Dublin'de viski susuz içilir

İrlanda'nın başkentinde edebiyatın, viskinin ve siyah biranın peşinde koşturup durdum.

Edebiyat konusunda aklıma takılan sorulara yanıt bulamadım ama viskinin ipek gibi yumuşak tadına hayran oldum. Hele siyah biranın damağıma sıvazlanan acı tadını bir türlü unutamadım.
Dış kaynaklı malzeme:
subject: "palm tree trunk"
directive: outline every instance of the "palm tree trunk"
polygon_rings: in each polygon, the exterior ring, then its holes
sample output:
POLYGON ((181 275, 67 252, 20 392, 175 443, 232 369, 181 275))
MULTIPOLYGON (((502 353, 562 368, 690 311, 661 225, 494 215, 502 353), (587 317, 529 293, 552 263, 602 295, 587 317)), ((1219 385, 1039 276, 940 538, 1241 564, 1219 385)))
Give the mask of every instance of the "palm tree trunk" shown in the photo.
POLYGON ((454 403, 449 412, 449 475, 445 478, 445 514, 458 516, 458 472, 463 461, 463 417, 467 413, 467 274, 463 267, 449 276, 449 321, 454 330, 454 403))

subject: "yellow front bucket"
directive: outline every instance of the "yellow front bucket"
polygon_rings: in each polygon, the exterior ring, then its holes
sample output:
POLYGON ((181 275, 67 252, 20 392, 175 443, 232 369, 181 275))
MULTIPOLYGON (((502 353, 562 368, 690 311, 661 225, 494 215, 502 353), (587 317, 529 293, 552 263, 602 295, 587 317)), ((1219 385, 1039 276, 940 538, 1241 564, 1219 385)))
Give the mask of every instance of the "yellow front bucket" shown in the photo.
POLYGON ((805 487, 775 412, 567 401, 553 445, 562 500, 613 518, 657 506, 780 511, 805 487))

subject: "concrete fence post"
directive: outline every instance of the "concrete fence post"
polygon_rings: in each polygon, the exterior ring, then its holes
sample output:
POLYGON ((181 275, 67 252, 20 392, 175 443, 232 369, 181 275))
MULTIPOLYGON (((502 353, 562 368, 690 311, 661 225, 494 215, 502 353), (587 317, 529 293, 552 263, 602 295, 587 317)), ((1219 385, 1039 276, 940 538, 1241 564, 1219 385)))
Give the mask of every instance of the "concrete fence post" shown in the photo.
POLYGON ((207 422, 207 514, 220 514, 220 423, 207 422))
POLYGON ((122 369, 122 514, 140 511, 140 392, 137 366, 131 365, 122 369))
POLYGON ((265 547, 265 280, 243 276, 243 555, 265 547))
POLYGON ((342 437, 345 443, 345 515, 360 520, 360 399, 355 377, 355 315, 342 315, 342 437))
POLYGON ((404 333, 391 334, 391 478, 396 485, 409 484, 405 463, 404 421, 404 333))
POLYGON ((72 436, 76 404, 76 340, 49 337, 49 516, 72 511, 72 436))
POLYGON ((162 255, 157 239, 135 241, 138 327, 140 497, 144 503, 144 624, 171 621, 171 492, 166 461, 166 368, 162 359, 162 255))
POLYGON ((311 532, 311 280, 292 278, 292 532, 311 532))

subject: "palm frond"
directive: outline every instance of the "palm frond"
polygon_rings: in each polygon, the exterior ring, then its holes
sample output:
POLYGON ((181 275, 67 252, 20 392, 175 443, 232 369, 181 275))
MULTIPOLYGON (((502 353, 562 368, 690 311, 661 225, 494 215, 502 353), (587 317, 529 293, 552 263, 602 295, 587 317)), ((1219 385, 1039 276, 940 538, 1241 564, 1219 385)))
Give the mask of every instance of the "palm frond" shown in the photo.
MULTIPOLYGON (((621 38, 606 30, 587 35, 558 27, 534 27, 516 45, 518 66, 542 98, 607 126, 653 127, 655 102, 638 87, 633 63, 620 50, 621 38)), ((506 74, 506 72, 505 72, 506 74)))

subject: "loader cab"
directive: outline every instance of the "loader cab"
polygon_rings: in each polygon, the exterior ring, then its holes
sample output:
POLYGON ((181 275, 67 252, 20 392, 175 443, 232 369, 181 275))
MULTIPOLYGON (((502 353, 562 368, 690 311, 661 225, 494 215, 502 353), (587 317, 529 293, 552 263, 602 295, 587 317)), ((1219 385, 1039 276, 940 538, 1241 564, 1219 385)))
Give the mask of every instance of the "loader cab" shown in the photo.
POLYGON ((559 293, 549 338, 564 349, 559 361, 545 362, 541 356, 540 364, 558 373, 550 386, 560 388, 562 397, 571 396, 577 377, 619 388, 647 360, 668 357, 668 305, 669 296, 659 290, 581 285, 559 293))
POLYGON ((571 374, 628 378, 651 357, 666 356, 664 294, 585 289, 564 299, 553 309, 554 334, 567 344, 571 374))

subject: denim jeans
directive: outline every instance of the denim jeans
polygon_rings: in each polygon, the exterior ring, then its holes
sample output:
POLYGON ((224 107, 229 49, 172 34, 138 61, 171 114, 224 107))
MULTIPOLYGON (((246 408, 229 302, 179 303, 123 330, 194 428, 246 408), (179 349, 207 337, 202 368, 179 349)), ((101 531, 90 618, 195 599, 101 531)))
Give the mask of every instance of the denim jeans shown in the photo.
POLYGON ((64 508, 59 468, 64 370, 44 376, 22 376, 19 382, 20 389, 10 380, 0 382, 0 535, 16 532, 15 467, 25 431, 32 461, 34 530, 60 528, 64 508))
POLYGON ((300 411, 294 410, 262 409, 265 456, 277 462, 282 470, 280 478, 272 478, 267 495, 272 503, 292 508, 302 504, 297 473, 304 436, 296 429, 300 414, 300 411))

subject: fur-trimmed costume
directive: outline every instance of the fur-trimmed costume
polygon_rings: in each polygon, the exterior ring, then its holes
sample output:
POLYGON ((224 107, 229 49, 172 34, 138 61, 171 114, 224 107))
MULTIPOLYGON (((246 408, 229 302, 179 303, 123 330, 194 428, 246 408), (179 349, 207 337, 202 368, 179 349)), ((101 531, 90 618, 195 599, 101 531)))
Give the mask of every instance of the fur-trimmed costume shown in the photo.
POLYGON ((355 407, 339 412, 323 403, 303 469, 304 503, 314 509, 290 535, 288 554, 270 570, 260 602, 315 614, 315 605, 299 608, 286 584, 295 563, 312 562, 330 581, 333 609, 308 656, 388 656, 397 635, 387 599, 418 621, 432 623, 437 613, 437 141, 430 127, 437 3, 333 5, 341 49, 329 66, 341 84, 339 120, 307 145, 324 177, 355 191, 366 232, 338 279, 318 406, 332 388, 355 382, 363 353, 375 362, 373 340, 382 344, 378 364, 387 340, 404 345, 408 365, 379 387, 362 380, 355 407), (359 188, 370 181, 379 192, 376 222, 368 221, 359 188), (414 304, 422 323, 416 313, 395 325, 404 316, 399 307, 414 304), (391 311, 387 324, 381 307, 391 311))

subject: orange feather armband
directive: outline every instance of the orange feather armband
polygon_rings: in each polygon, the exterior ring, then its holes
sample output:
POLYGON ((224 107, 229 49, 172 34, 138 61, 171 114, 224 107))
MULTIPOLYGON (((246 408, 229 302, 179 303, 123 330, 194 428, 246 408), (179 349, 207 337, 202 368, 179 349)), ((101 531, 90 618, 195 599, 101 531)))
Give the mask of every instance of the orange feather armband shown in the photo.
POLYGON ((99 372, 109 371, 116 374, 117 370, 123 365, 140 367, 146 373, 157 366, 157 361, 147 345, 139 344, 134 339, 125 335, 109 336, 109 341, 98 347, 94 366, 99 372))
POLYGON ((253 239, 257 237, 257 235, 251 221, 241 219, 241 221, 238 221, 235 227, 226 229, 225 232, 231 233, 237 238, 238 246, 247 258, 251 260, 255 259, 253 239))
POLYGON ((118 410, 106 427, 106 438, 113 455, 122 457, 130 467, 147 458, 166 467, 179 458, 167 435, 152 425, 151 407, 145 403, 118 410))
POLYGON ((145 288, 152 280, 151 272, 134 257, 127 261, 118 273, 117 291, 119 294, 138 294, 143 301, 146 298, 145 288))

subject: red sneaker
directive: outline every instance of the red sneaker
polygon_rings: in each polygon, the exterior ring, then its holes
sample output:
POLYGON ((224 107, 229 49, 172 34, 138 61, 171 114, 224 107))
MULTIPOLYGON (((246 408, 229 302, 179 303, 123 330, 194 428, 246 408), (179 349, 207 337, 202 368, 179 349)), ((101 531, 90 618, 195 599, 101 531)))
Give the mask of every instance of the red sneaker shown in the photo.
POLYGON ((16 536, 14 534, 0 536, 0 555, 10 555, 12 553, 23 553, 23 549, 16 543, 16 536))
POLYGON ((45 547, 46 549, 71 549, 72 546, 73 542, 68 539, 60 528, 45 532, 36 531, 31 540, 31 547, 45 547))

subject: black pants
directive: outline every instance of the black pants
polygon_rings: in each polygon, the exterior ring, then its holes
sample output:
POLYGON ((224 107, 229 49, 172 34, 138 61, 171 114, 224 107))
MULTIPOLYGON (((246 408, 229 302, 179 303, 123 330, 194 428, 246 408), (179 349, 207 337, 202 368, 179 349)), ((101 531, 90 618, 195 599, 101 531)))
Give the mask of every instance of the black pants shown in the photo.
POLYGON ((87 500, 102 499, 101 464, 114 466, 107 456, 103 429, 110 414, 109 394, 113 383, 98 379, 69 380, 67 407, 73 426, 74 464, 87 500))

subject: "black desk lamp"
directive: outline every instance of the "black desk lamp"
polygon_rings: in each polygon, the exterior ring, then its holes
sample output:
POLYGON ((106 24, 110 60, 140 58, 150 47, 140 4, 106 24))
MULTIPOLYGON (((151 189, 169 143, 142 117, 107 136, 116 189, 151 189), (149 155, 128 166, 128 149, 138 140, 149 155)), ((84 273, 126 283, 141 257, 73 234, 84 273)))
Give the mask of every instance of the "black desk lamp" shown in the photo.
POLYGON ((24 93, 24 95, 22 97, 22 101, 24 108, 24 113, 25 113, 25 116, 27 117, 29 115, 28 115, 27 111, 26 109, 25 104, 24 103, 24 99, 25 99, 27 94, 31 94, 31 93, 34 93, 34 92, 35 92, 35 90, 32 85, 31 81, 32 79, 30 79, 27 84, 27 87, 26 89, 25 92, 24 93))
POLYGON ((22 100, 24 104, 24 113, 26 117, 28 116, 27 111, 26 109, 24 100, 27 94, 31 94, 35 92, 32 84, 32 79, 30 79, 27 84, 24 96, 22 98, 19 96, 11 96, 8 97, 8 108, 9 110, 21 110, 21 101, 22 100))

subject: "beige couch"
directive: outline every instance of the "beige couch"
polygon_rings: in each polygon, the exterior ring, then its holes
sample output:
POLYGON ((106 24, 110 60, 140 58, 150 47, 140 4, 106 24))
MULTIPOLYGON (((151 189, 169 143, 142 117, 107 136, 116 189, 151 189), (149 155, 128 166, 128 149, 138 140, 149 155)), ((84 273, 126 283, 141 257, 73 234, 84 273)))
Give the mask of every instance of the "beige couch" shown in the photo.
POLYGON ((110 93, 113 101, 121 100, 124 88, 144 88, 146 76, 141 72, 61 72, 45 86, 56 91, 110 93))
Dublin'de gündüzleri sokak sokak dolaştım. Geceleri ise kırmızı suratlı İrlandalılarla kadeh tokuşturdum. Her geçen gün, ‘donuk zarafetin’ giderek renklendiğini gördüm. Dublin'i tanıdıkça onu biraz daha sarıp sarmaladım. Ama sorumun yanıtını bir türlü bulamadım: ‘Neden dünyanın en önde gelen yazın adamları bu kentten çıkmıştı?..’ Kime sorduysam bilemedi. Örneğin İngiliz dili ve edebiyatı uzmanlarından Murat Seçkin, ‘Onlar büyük eserlerini Dublin dışında yazdılar’ demekle yetindi. Dublin Yazarlar Müzesi'nde de herhangi bir ipucuna rastlamadım.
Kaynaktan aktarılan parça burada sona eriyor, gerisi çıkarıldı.